In contrast to the capital, the other UK cities which contribute most to the national finances have seen little or no growth in their tax intake in the past decade. For example, while the amount of tax generated in London increased by 25% (£28bn) in real terms between 2004/5 and 2014/15, Manchester’s tax intake grew by only 1%, while Birmingham, Glasgow and Leeds all saw significant decreases in their tax intake.
*Figures in this table refer to ‘economy taxes’, which include all tax revenue dependent on the growth of the economy, such as income tax, land and property taxes, and VAT
The report highlights the potential risk to the UK exchequer of relying heavily on one city to generate such a large portion of national tax revenues, warning in particular that a slowdown in London’s economy would pose major challenges to both the capital and other places across the country:
- The national economy’s increasing reliance on London is even more striking in terms of ‘work taxes’ (a subset of economy taxes – principally income tax and national insurance contributions). In part due to policy changes such as the raising of the personal tax allowance, the capital generated £91bn in ‘work taxes’ in 2014/15 – more than the next 60 cities combined.
- The impact of the 2008 recession continues to be felt, with more than three quarters of British cities (47) generating less tax now than in their pre-recession peak. For example, Swindon and Norwich generated 20% and 21% less tax respectively in 2014/15 than immediately before the recession.
- Productivity levels have slumped across most UK cities – but not London – since 2004, reflected in the fact that only a third of UK cities (22) are currently generating more economy taxes per worker than they were 10 years ago. Boosting productivity in these cities should be a key priority in strengthening the national economy in the long-term.

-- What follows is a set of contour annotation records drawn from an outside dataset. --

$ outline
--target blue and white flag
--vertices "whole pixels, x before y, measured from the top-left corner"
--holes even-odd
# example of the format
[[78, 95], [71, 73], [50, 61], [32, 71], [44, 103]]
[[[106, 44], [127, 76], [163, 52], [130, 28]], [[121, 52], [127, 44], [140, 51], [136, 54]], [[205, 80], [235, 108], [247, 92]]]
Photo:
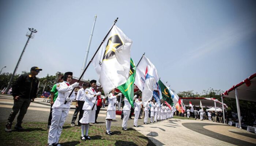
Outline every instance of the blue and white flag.
[[158, 75], [155, 66], [143, 55], [136, 69], [134, 84], [142, 92], [142, 104], [145, 106], [152, 98], [154, 86], [158, 80]]

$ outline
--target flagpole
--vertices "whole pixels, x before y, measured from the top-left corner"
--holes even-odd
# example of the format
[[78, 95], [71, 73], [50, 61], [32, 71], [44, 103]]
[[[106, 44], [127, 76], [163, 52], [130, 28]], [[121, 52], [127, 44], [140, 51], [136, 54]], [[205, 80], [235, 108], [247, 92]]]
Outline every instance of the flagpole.
[[[80, 80], [81, 80], [81, 78], [82, 78], [83, 76], [83, 74], [84, 74], [85, 71], [86, 71], [86, 70], [87, 69], [87, 68], [88, 68], [89, 65], [90, 65], [90, 64], [91, 64], [91, 63], [92, 61], [92, 60], [93, 59], [93, 58], [94, 58], [94, 57], [95, 57], [96, 54], [98, 52], [98, 51], [99, 50], [99, 48], [101, 47], [101, 45], [104, 42], [104, 41], [105, 41], [105, 39], [106, 39], [106, 38], [108, 36], [108, 35], [109, 34], [109, 32], [110, 32], [110, 31], [112, 30], [112, 28], [113, 28], [113, 27], [115, 25], [116, 22], [117, 22], [117, 19], [118, 19], [118, 18], [117, 18], [116, 19], [116, 20], [115, 20], [114, 21], [114, 24], [113, 24], [113, 25], [112, 26], [111, 28], [110, 28], [110, 30], [109, 30], [109, 31], [107, 34], [107, 35], [106, 35], [106, 36], [103, 39], [103, 40], [102, 40], [102, 41], [101, 42], [101, 45], [99, 45], [99, 46], [98, 48], [98, 49], [96, 50], [96, 52], [95, 52], [95, 53], [94, 53], [94, 54], [93, 55], [93, 58], [91, 58], [91, 60], [90, 60], [90, 61], [89, 62], [89, 63], [88, 63], [88, 64], [87, 65], [87, 66], [86, 66], [86, 67], [85, 68], [85, 69], [84, 69], [84, 70], [83, 72], [83, 73], [81, 74], [81, 76], [80, 76], [80, 77], [79, 78], [79, 79], [78, 80], [78, 81], [77, 82], [79, 82], [79, 81], [80, 81]], [[74, 91], [74, 90], [75, 90], [75, 88], [74, 88], [73, 89], [73, 90], [72, 90], [72, 91], [71, 91], [71, 92], [70, 93], [70, 94], [69, 94], [69, 95], [68, 96], [69, 97], [70, 97], [70, 96], [71, 96], [71, 95], [72, 94], [72, 93]], [[96, 100], [97, 100], [97, 99], [96, 99]], [[65, 104], [67, 103], [67, 100], [65, 101], [65, 103], [64, 103], [64, 104]]]
[[142, 55], [142, 56], [141, 57], [141, 58], [140, 58], [140, 61], [139, 61], [139, 62], [138, 63], [138, 64], [137, 65], [137, 66], [138, 66], [138, 65], [139, 65], [139, 64], [140, 64], [140, 61], [141, 61], [142, 59], [142, 57], [143, 57], [143, 56], [144, 56], [145, 55], [145, 53]]

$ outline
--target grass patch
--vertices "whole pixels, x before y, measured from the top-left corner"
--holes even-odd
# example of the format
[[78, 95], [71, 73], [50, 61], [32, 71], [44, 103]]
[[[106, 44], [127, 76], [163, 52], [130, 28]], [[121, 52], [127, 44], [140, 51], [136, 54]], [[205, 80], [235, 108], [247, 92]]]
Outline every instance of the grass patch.
[[[0, 141], [1, 145], [47, 146], [49, 129], [47, 123], [29, 123], [22, 124], [22, 131], [13, 130], [11, 132], [4, 131], [5, 124], [0, 124]], [[81, 127], [72, 127], [65, 124], [59, 143], [65, 146], [155, 146], [147, 137], [133, 128], [122, 130], [122, 127], [113, 126], [111, 131], [114, 134], [109, 136], [105, 134], [106, 127], [103, 126], [90, 126], [89, 135], [91, 141], [84, 142], [80, 139]]]
[[[173, 118], [176, 118], [176, 119], [188, 119], [188, 117], [184, 117], [184, 116], [176, 116], [176, 115], [173, 115]], [[195, 118], [189, 118], [189, 119], [190, 120], [195, 120]]]

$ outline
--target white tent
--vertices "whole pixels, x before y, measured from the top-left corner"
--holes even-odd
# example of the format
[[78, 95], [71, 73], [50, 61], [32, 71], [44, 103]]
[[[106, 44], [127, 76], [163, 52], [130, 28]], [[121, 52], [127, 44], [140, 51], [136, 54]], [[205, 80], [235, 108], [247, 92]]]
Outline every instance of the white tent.
[[216, 108], [215, 110], [215, 108], [212, 107], [211, 108], [206, 109], [206, 111], [216, 111], [217, 112], [219, 112], [220, 111], [222, 111], [222, 110], [219, 107], [218, 108]]
[[[239, 126], [240, 128], [241, 129], [239, 99], [256, 102], [256, 73], [239, 84], [233, 86], [229, 89], [222, 94], [221, 100], [222, 103], [224, 97], [236, 99]], [[223, 118], [225, 123], [225, 116], [224, 113]]]

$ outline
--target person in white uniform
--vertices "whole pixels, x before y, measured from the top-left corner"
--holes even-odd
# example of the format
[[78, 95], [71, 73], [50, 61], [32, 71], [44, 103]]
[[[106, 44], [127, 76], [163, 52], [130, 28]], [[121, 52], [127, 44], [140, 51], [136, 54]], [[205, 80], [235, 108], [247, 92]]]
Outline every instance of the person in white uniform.
[[138, 127], [138, 125], [137, 123], [138, 122], [138, 119], [139, 119], [139, 116], [140, 112], [140, 106], [142, 104], [142, 102], [140, 101], [139, 99], [140, 96], [139, 95], [135, 95], [135, 101], [134, 102], [134, 121], [133, 122], [133, 126]]
[[189, 116], [190, 116], [190, 110], [188, 109], [187, 110], [187, 115], [188, 117], [188, 119], [189, 118]]
[[144, 107], [144, 112], [145, 112], [145, 116], [144, 117], [144, 124], [147, 124], [147, 118], [148, 117], [148, 109], [149, 108], [149, 105], [150, 104], [150, 101], [148, 101], [148, 102], [147, 103], [147, 104]]
[[118, 105], [118, 101], [117, 100], [117, 96], [121, 96], [122, 93], [120, 93], [117, 95], [115, 96], [115, 89], [111, 91], [108, 97], [109, 100], [109, 105], [107, 110], [107, 116], [106, 116], [106, 134], [109, 135], [112, 134], [110, 130], [111, 127], [111, 123], [113, 119], [116, 119], [116, 105]]
[[130, 115], [130, 112], [131, 112], [131, 107], [132, 105], [131, 105], [130, 103], [127, 99], [125, 96], [124, 96], [124, 105], [123, 108], [123, 111], [124, 113], [124, 118], [123, 119], [123, 123], [122, 124], [122, 129], [123, 130], [128, 131], [127, 129], [127, 121], [129, 116]]
[[152, 99], [150, 102], [151, 107], [150, 108], [150, 123], [154, 123], [154, 117], [155, 116], [155, 99]]
[[[59, 140], [62, 131], [66, 118], [68, 114], [70, 108], [70, 102], [76, 99], [75, 92], [73, 92], [70, 97], [68, 96], [71, 91], [79, 85], [76, 82], [71, 85], [69, 82], [72, 78], [73, 73], [67, 72], [64, 74], [63, 82], [59, 83], [57, 87], [59, 93], [58, 97], [53, 103], [52, 108], [52, 119], [49, 133], [48, 135], [48, 145], [49, 146], [61, 146], [59, 143]], [[66, 104], [64, 103], [67, 101]]]
[[154, 122], [157, 122], [158, 121], [158, 108], [159, 107], [159, 105], [157, 103], [155, 103], [155, 116], [154, 119]]
[[200, 113], [200, 120], [201, 121], [203, 120], [203, 116], [204, 115], [203, 112], [204, 112], [204, 110], [201, 109], [200, 110], [199, 110], [199, 112]]
[[95, 104], [98, 103], [96, 100], [97, 97], [97, 96], [101, 94], [101, 92], [96, 92], [94, 89], [96, 87], [95, 80], [91, 80], [90, 82], [90, 85], [91, 87], [85, 89], [84, 103], [83, 106], [83, 118], [79, 121], [82, 124], [82, 134], [80, 139], [84, 141], [86, 141], [86, 139], [91, 140], [91, 138], [88, 135], [89, 123], [95, 122], [95, 113], [97, 110]]

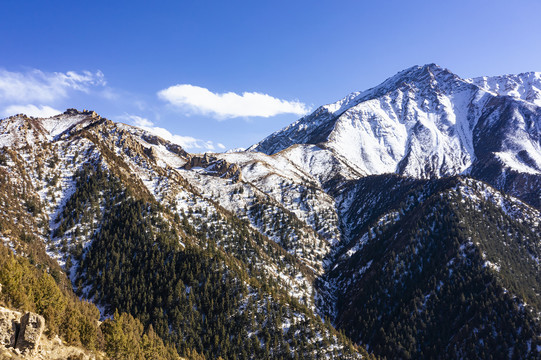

- Wages have also dropped, despite increasing employment – most cities are now home to more jobs now than ten years ago, yet the average pay-packet has decreased in more than two thirds of UK cities (44) in that period.
Commenting on the findings of the report, Alexandra Jones, Chief Executive of Centre for Cities said:
“The UK’s growing reliance on London’s taxes underlines the importance of ensuring that the capital prospers in a post-Brexit world. But our research also shows that more must be done in the years ahead to strengthen the economies and tax bases of other city regions such as Greater Manchester, the West Midlands and the North East, many of which voted strongly for Leave.
“In particular, national and local leaders should work to secure access to the single market, which many firms depend upon. We also need to see assurances that investment for important infrastructure projects such as HS2 and HS3 will continue, and that the city-region devolution deals currently in place go ahead as planned in the coming years. Boosting productivity in both London and major UK city regions will be vital in helping the country as a whole to grow and prosper in the years ahead.”
For more information or to set up an interview or to set up an interview with Alexandra Jones, please contact Brian Semple, Press Manager for the Centre for Cities, on 0207 803 4316 or firstname.lastname@example.org
The report is available to download at: http://www.centreforcities.org/publication/10-years-tax
NOTES TO EDITORS
(1) ‘Economy taxes’ are dependent on the growth of the economy, and account for 88% of all taxes raised in Britain. These taxes are levied on activities that governments are likely to want to encourage (e.g. job creation) and do include income tax, land and property taxes, and VAT. This category does not includes taxes such as alcohol and tobacco duty which policy is unlikely to encourage.